Campomanes ideó, entonces, una medida menos radical: en vez de cerrar las tabernas, era preferible prohibir el consumo de alcohol dentro de las tabernas y que a los que quisieran tomar vino, los taberneros les llenaran un jarro para que se lo bebiesen tranquilamente en sus casas, “donde hay menos ocasiones de desorden o exceso”.

Pasando, que es gerundio

El paternal empeño de los ilustrados por velar por las buenas costumbres a fuerza de prohibiciones, contrastaba con el tesón con que el mismo pueblo se obstinaba en no hacerles caso. Claro es que divertirse y cumplir con la ley tampoco resultaba nada fácil, dado que cualquier actividad lúdica estaba rodeada de prohibiciones.

Ni en las fondas, ni en los cafés ni en cualquier establecimiento público se podía jugar ni a las cartas, ni al billar, ni a nada de nada. También estaba prohibido en estos lugares públicos fumar, leer el periódico, mantener conversaciones deshonestas o hablar de política.

Los ociosos que pensaran que todavía les quedaba la calle para divertirse a sus anchas, estaban muy equivocados. Una vez los alcaldes de Casa y Corte y el Superintendente General de Policía recorrieron el Paseo del Prado y el Paseo de las Heras y, escandalizados del desorden y el relajamiento que presenciaron, prohibieron en un bando municipal que se bailara en la calle bajo pena de cárcel.
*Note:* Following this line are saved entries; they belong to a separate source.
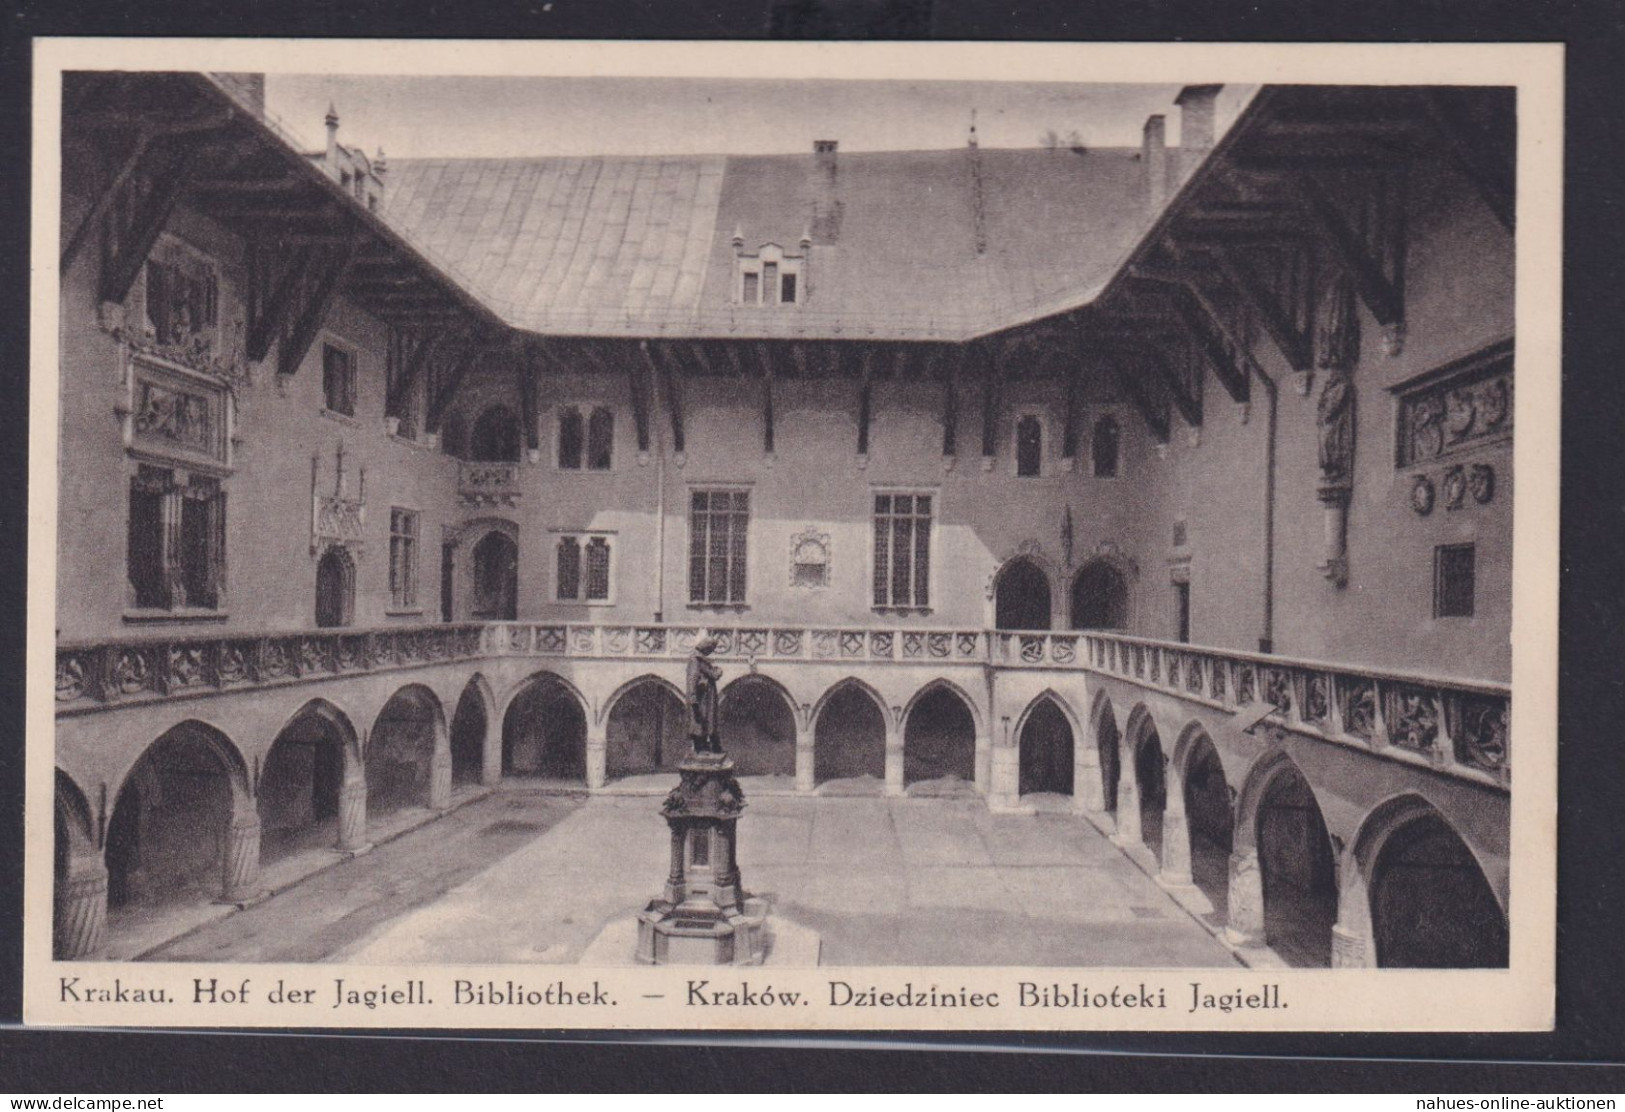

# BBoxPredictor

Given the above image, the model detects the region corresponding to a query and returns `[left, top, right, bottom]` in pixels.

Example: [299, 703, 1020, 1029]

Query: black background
[2, 0, 1622, 1091]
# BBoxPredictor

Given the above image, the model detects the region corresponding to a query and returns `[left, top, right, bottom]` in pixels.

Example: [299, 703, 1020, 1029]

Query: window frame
[320, 338, 359, 419]
[1433, 542, 1476, 619]
[124, 462, 228, 620]
[388, 507, 421, 613]
[688, 487, 752, 608]
[870, 487, 937, 614]
[1090, 412, 1123, 480]
[552, 530, 617, 606]
[1013, 409, 1046, 478]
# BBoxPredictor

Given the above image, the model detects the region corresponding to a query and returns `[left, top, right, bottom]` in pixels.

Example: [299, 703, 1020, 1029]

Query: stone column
[1112, 763, 1143, 847]
[585, 725, 608, 791]
[428, 746, 453, 810]
[1158, 798, 1193, 886]
[1331, 858, 1376, 968]
[219, 811, 262, 904]
[1224, 849, 1266, 946]
[54, 854, 108, 960]
[974, 732, 992, 796]
[794, 721, 816, 793]
[480, 711, 502, 787]
[1076, 728, 1106, 814]
[337, 776, 369, 852]
[884, 720, 905, 797]
[989, 737, 1021, 811]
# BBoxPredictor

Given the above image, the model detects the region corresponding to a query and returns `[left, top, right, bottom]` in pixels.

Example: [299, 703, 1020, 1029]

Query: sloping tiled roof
[382, 145, 1169, 341]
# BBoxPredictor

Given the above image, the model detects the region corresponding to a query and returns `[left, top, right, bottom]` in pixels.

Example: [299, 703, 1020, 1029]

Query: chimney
[809, 140, 842, 244]
[325, 103, 340, 165]
[1175, 84, 1222, 154]
[1143, 114, 1169, 212]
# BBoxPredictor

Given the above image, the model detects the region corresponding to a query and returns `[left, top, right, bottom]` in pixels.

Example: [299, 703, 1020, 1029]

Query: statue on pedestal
[686, 632, 724, 756]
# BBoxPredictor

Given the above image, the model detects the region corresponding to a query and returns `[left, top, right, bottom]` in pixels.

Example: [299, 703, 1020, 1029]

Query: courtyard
[145, 786, 1243, 969]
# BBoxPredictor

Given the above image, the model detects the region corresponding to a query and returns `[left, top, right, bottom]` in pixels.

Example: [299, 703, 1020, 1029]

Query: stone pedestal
[636, 753, 767, 966]
[1224, 849, 1266, 946]
[1158, 807, 1193, 886]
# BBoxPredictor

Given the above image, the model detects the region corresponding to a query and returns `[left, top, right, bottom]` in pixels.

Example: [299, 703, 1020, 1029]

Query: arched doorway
[903, 685, 976, 788]
[1071, 560, 1128, 630]
[1133, 721, 1168, 861]
[1371, 811, 1508, 968]
[1182, 732, 1233, 919]
[606, 678, 686, 779]
[814, 684, 886, 786]
[502, 675, 587, 781]
[258, 704, 353, 863]
[1018, 698, 1074, 797]
[1256, 762, 1337, 967]
[471, 531, 518, 620]
[105, 723, 245, 911]
[1095, 700, 1121, 814]
[449, 679, 490, 786]
[995, 558, 1052, 630]
[315, 546, 355, 628]
[719, 677, 797, 777]
[470, 404, 520, 462]
[368, 686, 445, 816]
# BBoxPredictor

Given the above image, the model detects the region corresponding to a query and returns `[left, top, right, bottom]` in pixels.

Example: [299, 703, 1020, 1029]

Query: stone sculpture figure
[686, 632, 724, 754]
[1316, 372, 1355, 488]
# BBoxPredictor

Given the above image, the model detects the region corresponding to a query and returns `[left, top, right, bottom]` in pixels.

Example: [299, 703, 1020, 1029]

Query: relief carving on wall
[789, 527, 831, 589]
[1394, 343, 1513, 467]
[311, 442, 366, 557]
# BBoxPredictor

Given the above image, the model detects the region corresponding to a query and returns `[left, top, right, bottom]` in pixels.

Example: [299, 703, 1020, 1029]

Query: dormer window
[734, 240, 806, 307]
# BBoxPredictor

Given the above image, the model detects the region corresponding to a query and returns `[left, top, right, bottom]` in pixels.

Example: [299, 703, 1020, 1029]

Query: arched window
[557, 407, 584, 469]
[1091, 415, 1120, 478]
[1016, 414, 1043, 477]
[470, 405, 520, 462]
[586, 407, 614, 470]
[315, 546, 355, 628]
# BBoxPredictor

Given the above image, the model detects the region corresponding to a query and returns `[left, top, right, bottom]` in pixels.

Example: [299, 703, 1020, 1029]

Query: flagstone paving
[147, 787, 1241, 968]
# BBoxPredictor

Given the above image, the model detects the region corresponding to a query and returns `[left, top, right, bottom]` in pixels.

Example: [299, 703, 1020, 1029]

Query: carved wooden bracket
[275, 239, 360, 379]
[96, 139, 205, 305]
[1286, 170, 1407, 336]
[1205, 240, 1315, 373]
[756, 344, 776, 454]
[1129, 270, 1255, 404]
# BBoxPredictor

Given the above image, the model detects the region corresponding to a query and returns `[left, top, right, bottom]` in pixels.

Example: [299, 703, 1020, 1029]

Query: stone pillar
[428, 746, 453, 810]
[480, 711, 502, 787]
[54, 854, 108, 960]
[884, 721, 904, 797]
[1113, 764, 1143, 847]
[1159, 799, 1193, 886]
[794, 721, 815, 793]
[1331, 858, 1376, 968]
[974, 732, 992, 796]
[585, 726, 608, 791]
[989, 740, 1021, 811]
[219, 812, 262, 904]
[337, 776, 369, 852]
[1076, 729, 1106, 814]
[1224, 849, 1266, 946]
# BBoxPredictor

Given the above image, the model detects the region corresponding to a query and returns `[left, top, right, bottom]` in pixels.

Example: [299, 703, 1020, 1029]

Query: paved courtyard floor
[149, 787, 1242, 968]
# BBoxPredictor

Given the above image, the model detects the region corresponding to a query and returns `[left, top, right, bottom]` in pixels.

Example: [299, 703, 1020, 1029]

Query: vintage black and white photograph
[28, 39, 1558, 1031]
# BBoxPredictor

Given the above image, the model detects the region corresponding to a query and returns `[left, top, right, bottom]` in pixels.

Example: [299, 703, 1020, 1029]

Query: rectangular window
[389, 508, 419, 610]
[742, 271, 760, 305]
[322, 343, 356, 416]
[385, 330, 418, 439]
[1434, 543, 1476, 618]
[127, 466, 225, 611]
[689, 490, 750, 605]
[558, 408, 584, 469]
[555, 534, 613, 603]
[586, 407, 614, 470]
[873, 492, 932, 609]
[1174, 581, 1191, 643]
[763, 262, 779, 304]
[780, 272, 797, 304]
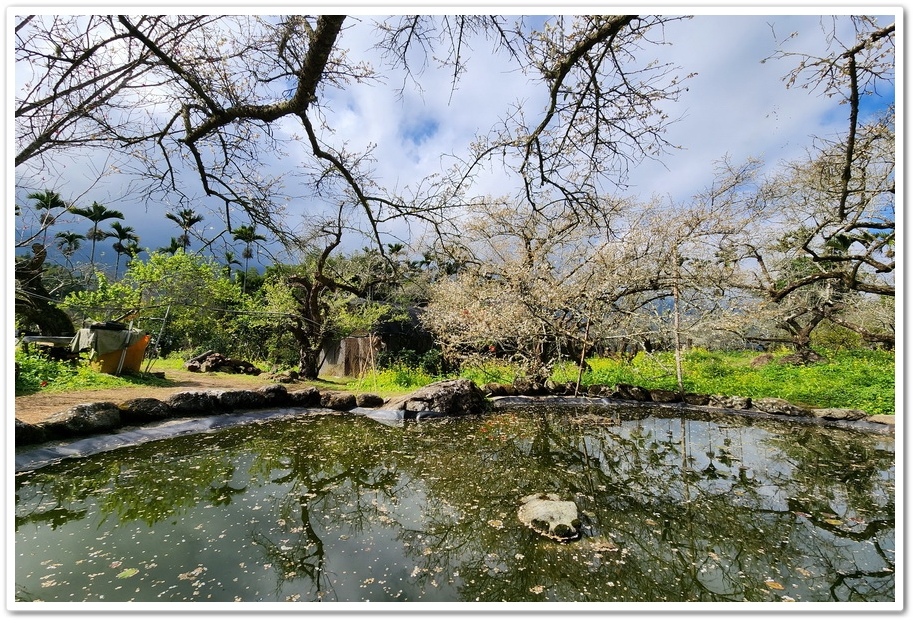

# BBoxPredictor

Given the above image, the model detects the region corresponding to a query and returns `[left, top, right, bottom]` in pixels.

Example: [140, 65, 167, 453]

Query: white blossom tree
[733, 16, 896, 352]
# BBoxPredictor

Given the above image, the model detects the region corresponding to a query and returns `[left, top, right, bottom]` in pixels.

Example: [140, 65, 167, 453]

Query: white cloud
[589, 14, 884, 202]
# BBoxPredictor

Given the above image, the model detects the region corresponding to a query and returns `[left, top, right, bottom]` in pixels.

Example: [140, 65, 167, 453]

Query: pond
[14, 402, 895, 605]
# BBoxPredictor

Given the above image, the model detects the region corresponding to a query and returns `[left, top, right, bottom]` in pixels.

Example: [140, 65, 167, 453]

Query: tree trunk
[14, 244, 76, 336]
[670, 257, 685, 396]
[781, 308, 827, 353]
[298, 346, 322, 380]
[574, 317, 591, 398]
[289, 320, 324, 380]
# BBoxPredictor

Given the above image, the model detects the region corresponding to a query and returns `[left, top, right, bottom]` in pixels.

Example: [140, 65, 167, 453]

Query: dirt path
[14, 365, 312, 426]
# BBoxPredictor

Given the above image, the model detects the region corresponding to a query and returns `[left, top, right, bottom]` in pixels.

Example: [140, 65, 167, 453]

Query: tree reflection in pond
[15, 404, 895, 603]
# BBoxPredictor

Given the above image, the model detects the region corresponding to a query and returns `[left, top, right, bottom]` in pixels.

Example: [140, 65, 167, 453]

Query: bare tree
[423, 194, 669, 380]
[377, 16, 690, 217]
[15, 14, 693, 362]
[733, 118, 893, 352]
[422, 155, 769, 389]
[264, 207, 400, 379]
[16, 15, 690, 247]
[15, 15, 169, 167]
[638, 160, 761, 389]
[715, 17, 896, 353]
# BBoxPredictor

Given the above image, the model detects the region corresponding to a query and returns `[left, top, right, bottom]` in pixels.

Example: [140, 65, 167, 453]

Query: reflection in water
[15, 404, 895, 603]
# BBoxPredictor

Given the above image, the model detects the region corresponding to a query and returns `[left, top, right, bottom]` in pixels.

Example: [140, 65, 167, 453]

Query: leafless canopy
[16, 14, 690, 254]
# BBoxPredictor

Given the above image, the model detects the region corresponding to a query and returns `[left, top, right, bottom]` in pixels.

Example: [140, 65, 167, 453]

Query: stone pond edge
[15, 378, 894, 449]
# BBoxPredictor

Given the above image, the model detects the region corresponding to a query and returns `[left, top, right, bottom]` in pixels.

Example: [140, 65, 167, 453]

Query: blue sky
[10, 4, 900, 271]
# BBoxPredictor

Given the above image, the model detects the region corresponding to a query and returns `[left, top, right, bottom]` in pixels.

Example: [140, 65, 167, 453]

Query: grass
[457, 348, 895, 416]
[13, 349, 425, 400]
[14, 349, 175, 395]
[555, 348, 895, 415]
[15, 347, 896, 415]
[348, 364, 437, 395]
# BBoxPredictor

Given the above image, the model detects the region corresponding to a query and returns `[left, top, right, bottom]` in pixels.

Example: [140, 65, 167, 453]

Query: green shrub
[810, 322, 865, 350]
[352, 364, 434, 393]
[14, 348, 173, 396]
[457, 357, 525, 386]
[15, 349, 82, 394]
[376, 348, 448, 376]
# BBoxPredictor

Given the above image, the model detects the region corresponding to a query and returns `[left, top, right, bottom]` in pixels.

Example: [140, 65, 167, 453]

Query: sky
[9, 4, 900, 272]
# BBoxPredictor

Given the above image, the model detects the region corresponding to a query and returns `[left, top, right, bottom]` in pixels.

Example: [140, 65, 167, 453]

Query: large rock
[544, 379, 574, 395]
[811, 407, 869, 421]
[649, 389, 681, 403]
[683, 393, 710, 406]
[166, 390, 221, 415]
[389, 379, 489, 416]
[751, 397, 813, 417]
[186, 351, 262, 375]
[15, 418, 47, 446]
[513, 378, 546, 396]
[355, 393, 385, 408]
[257, 384, 290, 407]
[709, 395, 751, 410]
[320, 392, 357, 411]
[40, 402, 121, 439]
[483, 382, 509, 397]
[289, 387, 322, 408]
[214, 389, 268, 411]
[517, 493, 581, 542]
[615, 383, 652, 401]
[587, 384, 611, 397]
[118, 397, 173, 424]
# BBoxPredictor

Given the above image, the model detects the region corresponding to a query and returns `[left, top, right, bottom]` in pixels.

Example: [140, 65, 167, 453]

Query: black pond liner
[14, 407, 327, 473]
[14, 397, 890, 474]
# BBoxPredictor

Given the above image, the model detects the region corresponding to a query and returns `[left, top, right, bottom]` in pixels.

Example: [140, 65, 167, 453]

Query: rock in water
[517, 493, 581, 542]
[388, 379, 489, 416]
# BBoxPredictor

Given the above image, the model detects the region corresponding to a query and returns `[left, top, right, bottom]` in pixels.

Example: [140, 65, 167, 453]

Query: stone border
[14, 384, 386, 448]
[482, 379, 892, 430]
[16, 379, 893, 450]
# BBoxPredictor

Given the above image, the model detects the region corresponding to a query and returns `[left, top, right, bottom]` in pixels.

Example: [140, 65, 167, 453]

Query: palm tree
[109, 221, 140, 278]
[165, 208, 204, 252]
[123, 240, 143, 263]
[54, 231, 85, 269]
[28, 189, 67, 247]
[69, 202, 125, 269]
[231, 224, 266, 294]
[157, 237, 183, 255]
[223, 250, 243, 278]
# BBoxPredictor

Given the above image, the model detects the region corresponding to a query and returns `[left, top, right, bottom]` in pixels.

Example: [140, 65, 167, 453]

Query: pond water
[14, 403, 895, 604]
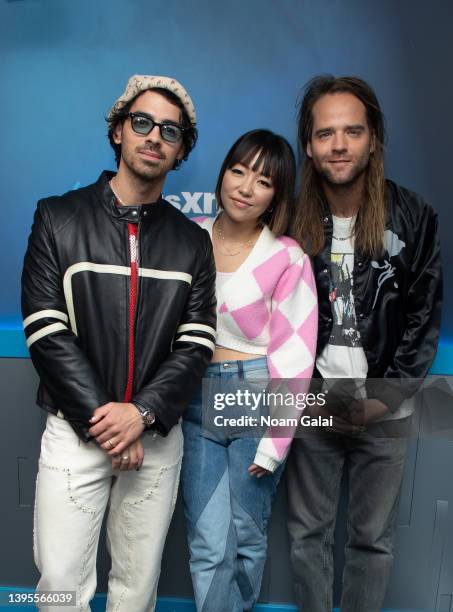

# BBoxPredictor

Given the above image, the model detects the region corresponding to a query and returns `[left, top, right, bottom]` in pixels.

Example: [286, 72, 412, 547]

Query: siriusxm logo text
[164, 192, 217, 214]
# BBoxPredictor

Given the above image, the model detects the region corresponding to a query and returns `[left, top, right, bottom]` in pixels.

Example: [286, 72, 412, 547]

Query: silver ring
[122, 455, 129, 461]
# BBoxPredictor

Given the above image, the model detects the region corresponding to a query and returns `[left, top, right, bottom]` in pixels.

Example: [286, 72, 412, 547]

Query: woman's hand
[248, 463, 272, 478]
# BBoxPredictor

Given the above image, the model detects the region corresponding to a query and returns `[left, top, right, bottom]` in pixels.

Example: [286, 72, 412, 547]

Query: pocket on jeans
[243, 367, 268, 381]
[243, 366, 269, 394]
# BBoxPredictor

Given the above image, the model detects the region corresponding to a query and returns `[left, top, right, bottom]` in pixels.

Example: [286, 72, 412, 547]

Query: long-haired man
[287, 75, 442, 612]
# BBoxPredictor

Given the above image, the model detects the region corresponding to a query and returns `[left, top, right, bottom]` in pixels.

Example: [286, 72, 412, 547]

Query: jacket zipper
[124, 221, 139, 402]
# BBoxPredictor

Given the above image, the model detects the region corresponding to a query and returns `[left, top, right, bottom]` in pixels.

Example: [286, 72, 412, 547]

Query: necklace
[332, 214, 356, 241]
[109, 179, 128, 206]
[332, 233, 353, 241]
[214, 221, 257, 256]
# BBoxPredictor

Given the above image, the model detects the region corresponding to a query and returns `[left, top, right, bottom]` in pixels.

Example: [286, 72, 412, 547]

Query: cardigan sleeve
[253, 250, 318, 472]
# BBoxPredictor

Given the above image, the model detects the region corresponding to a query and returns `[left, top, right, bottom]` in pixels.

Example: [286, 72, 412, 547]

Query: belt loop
[237, 360, 244, 380]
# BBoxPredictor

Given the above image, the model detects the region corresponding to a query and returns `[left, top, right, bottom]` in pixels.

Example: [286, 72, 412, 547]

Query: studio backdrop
[1, 1, 453, 611]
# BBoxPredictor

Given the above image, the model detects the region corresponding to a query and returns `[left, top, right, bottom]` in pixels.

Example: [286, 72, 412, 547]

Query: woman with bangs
[181, 129, 318, 611]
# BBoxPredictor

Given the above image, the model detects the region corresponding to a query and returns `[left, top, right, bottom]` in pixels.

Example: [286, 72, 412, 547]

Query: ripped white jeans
[34, 413, 183, 611]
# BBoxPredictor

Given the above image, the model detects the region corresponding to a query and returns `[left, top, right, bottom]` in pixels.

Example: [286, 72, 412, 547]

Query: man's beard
[315, 155, 369, 189]
[122, 146, 169, 183]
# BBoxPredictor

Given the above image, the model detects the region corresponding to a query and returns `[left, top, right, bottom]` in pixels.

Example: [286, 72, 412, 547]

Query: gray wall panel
[1, 358, 453, 609]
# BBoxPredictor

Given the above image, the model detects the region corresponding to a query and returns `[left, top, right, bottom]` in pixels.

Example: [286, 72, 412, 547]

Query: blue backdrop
[1, 0, 452, 371]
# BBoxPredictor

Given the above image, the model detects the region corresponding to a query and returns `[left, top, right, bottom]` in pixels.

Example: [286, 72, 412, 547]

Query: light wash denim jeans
[34, 413, 182, 611]
[286, 425, 407, 612]
[181, 358, 283, 612]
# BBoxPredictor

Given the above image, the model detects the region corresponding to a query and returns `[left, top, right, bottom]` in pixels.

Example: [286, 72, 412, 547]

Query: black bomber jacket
[314, 180, 443, 410]
[21, 171, 217, 440]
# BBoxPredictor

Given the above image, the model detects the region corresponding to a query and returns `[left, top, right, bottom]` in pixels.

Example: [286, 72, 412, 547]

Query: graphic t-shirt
[316, 217, 414, 421]
[316, 215, 368, 380]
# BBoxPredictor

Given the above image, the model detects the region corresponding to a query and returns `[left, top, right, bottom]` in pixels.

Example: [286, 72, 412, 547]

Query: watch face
[144, 411, 156, 427]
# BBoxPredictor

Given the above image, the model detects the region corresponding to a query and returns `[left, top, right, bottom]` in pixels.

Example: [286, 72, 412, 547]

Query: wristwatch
[134, 405, 156, 430]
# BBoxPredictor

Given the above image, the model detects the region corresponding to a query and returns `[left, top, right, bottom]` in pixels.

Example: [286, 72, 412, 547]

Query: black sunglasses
[127, 112, 185, 143]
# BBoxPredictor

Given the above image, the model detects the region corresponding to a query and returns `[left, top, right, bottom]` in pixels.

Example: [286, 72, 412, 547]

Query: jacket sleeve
[21, 201, 111, 439]
[253, 251, 318, 472]
[132, 231, 217, 434]
[368, 203, 443, 411]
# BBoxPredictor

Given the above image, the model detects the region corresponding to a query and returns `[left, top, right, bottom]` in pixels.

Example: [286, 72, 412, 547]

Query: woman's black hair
[215, 129, 296, 235]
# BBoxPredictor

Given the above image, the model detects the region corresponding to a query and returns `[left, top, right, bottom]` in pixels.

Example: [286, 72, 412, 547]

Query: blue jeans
[181, 358, 283, 612]
[286, 427, 408, 612]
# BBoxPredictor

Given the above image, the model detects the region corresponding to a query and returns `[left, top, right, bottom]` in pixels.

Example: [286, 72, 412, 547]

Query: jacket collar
[96, 170, 166, 223]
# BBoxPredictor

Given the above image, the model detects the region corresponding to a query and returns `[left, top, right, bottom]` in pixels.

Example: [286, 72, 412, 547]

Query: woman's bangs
[229, 143, 279, 179]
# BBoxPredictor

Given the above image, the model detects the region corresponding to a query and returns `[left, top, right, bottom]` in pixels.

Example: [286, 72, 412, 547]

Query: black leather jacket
[22, 171, 217, 440]
[314, 180, 442, 410]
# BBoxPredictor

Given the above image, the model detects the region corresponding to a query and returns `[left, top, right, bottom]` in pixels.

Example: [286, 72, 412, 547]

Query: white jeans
[34, 413, 183, 611]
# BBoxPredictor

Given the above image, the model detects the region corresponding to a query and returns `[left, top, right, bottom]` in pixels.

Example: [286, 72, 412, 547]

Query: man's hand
[305, 376, 390, 434]
[306, 393, 362, 434]
[89, 402, 145, 456]
[111, 438, 145, 471]
[349, 398, 389, 427]
[317, 397, 389, 433]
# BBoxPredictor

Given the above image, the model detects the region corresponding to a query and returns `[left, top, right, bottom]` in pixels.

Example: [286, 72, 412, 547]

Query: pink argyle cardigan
[194, 216, 318, 471]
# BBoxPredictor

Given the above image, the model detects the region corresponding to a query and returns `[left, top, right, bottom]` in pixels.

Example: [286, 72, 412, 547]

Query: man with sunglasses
[22, 75, 216, 611]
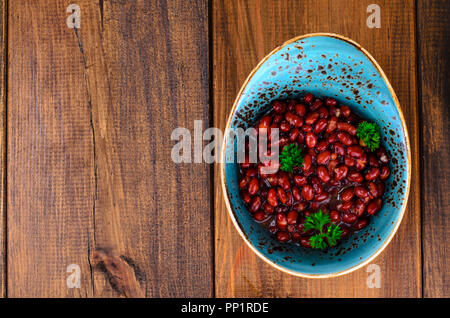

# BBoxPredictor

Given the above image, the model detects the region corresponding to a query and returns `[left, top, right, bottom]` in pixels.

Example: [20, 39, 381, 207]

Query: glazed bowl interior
[221, 34, 410, 277]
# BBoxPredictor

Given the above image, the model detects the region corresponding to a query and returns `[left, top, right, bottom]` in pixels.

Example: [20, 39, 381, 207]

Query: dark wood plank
[213, 0, 421, 297]
[0, 0, 5, 299]
[8, 0, 211, 297]
[417, 0, 450, 298]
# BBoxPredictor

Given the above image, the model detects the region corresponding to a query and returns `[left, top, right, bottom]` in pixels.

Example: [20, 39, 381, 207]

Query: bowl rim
[219, 33, 411, 278]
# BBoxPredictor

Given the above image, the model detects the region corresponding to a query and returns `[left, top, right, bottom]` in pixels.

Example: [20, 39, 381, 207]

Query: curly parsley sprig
[356, 121, 381, 151]
[279, 144, 304, 173]
[304, 210, 343, 250]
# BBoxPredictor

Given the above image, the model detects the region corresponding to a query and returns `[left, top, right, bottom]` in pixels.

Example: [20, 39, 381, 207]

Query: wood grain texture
[0, 0, 5, 299]
[213, 0, 421, 297]
[8, 0, 211, 297]
[417, 0, 450, 298]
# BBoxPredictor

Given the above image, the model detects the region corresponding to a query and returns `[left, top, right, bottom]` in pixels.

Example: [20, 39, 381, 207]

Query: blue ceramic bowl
[220, 33, 411, 278]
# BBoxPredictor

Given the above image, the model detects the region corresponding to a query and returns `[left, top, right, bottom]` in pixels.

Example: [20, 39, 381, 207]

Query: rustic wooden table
[0, 0, 447, 298]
Los diligentes funcionarios no prohibieron cantar, pero avisaron que los hombres que en sus canciones dijeran “palabras deshonestas” o “conceptos equívocos que ofendieran el pudor y moderación de los espectadores” serían castigados con trabajos forzados durante quince días y las mujeres serían encerradas durante el mismo tiempo en San Fernando.